The President’s Failed Policies Result in the Slowest Recovery in 70 Years
Today, the Bureau of Economic Data (BEA) released its updated estimates for gross domestic product (GDP) which showed that the economy grew by an anemic 1.3 percent in the second quarter of 2012, down from 2 percent in the year’s first quarter.
Economic growth estimates were significantly lower than previously estimated for the second quarter (1.7 percent) and 1.3 percent growth matches the slowest economic quarter since 2009.
Economic growth has slowed for two consecutive quarters as a result of the president’s failed policies.
Under the disastrous economic policies of President Obama, economic growth has never been weaker in a post World War II recovery.
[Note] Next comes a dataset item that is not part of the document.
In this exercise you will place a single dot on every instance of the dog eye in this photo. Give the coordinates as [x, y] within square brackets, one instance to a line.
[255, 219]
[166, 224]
As the Time Magazine pointed out last month when GDP growth was thought to be higher, “Growth at or below 2 percent is not enough to lower the unemployment rate, which was 8.3 percent in July. Most expect the unemployment rate to stay above 8 percent for the rest of this year.”
Sadly, the news of slower growth is consistent with pessimism expressed by small business owners and CEOs just yesterday.
The news of feeble economic growth comes just a week after CBO released a report saying that pending tax increases and arbitrary spending cuts would send the U.S. economy into another economic recession and drive the unemployment rate above 9 percent by the end of 2013. Only House Republicans have acted to stop the next recession while Democrats call for more job-destroying tax increases.
In 2009, after the passage of the Democrats’ failed $1.2 trillion “stimulus,” the president erroneously predicted that GDP growth in 2012 would average 4.6 percent. So far this year, it has averaged 1.6 percent.